Cirocco sabía que lo más importante era estar activas otra vez, lograr que la sangre corriera. Así que se arrastraron por el tronco del árbol cortando el hielo al avanzar, y al cabo de quince minutos llegaron al muro.
Gaby lo estudió, después se preparó y empezó a atacar el hielo con el pico. La capa se rompió para revelar la sustancia gris, pero Gaby no dejó de picar. En cuanto Cirocco vio lo que su compañera hacía, se unió a ella con otro pico.
Fue bien durante un rato. Cavaron un hoyo de medio metro de ancho. El líquido lechoso se helaba conforme manaba de la pared, y las mujeres rompieron también ese hielo. Gaby era un demonio blanco; la nieve se incrustaba en su ropa y en la bufanda de lana echada sobre boca y nariz, convirtiendo sus cejas en espesos rebordes blancos.

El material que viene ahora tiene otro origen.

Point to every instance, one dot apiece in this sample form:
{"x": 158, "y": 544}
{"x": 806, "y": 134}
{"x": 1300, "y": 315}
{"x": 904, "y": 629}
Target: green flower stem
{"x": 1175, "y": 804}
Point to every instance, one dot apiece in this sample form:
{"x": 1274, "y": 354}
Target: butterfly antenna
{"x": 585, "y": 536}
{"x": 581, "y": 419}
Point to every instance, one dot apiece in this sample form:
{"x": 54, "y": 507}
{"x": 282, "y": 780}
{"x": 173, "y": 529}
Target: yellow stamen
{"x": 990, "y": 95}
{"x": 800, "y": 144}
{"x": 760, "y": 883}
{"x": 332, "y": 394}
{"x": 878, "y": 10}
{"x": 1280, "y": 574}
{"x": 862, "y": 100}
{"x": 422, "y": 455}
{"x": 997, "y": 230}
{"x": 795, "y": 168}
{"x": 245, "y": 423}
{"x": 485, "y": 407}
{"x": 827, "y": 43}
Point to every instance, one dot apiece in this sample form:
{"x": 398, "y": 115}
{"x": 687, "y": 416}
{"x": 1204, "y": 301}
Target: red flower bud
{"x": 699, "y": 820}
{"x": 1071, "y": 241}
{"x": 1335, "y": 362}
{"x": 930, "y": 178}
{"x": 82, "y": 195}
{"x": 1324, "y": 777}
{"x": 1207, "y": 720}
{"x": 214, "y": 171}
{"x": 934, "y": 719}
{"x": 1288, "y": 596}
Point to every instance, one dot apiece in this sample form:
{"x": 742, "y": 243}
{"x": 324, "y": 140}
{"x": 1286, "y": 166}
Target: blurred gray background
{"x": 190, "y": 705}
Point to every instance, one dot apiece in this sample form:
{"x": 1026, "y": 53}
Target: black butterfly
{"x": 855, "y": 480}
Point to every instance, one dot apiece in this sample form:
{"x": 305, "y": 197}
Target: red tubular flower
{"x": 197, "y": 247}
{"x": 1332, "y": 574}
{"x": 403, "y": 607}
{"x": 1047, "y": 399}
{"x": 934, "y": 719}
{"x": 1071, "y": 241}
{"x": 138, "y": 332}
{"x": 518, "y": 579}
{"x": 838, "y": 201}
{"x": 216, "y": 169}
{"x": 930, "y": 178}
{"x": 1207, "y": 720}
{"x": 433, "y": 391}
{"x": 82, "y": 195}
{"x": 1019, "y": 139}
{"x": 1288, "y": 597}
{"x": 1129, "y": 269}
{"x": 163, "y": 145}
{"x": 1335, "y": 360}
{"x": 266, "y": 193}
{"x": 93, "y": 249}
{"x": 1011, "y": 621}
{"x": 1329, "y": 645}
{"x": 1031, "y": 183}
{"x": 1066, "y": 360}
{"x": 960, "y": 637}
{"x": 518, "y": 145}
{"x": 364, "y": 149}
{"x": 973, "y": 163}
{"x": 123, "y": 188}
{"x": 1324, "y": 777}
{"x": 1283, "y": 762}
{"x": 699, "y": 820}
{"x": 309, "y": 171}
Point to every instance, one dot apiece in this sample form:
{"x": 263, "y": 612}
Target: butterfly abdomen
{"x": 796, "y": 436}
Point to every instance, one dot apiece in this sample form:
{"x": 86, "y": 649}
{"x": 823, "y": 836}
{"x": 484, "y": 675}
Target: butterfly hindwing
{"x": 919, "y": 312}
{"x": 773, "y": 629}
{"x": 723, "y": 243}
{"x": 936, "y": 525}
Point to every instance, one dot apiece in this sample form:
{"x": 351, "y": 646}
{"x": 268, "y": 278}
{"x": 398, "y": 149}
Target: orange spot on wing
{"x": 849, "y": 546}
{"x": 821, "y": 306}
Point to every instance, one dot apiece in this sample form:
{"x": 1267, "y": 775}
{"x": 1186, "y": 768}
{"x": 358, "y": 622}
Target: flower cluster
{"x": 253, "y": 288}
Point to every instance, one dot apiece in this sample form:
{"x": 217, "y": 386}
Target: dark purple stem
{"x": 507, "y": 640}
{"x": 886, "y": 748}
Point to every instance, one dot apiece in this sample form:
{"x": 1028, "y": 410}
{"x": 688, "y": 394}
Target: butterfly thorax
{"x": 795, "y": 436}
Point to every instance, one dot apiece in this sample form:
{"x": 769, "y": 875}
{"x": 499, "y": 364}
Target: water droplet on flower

Pronto llegaron a una nueva capa demasiado dura para cortarla. Gaby la atacó con fiereza, pero finalmente admitió que no iba a ninguna parte. Dejó caer la mano a un lado y miró con furia la pared.
—Bueno, era una idea.
Gaby pateó con enojo la nieve que había caído a su alrededor mientras trabajaban, debido a las vibraciones. La miró, luego estiró el cuello y escudriñó la oscuridad. Dio un paso atrás y se agarró al brazo de Cirocco para sujetarse cuando se deslizó sobre los fragmentos de hielo.
—Hay un trozo más oscuro hacia allí —dijo, señalando—. Diez…, no, quince metros más arriba. Un poco a la derecha, ¿lo ves?
Cirocco veía varios lugares oscuros, pero ninguno le daba alguna certeza de que pareciera cueva.
—Subiré a echar un vistazo.
—Deja que yo lo haga. Has estado trabajando mucho.
Gaby negó con la cabeza.
—Soy más ligera.
Cirocco no discutió y Gaby clavó un clavo en la pared a la máxima altura que le fue posible. Ató una cuerda y trepó lo suficiente como para clavar un segundo clavo. Cuando estuvo asegurado, arrancó el primero y lo clavó un metro por encima del segundo.
Le costó una hora llegar al lugar. Abajo, Cirocco tiritaba y pateaba el tronco para sacudirse la lluvia de hielo que Gaby dispersaba a su alrededor. Después, un montón de nieve que se había soltado cayó sobre su espalda y la hizo arrodillarse.
—¡Lo siento! —gritó Gaby—. ¡Pero he logrado algo aquí! ¡Déjame que lo limpie y podrás subir!
La entrada alcanzaba apenas para que Cirocco pasara encogida, aun después de que Gaby rompiera la mayor parte del hielo. Dentro había una burbuja hueca con un diámetro de metro y medio y algo menos de la mitad entre suelo y techo. Cirocco tuvo que sacarse la mochila y tirar de ella después de entrar. Con las dos mujeres y sus mochilas en el interior apenas se podía encontrar espacio para guardar una caja de zapatos y aún poder respirar, pero no para mucho más.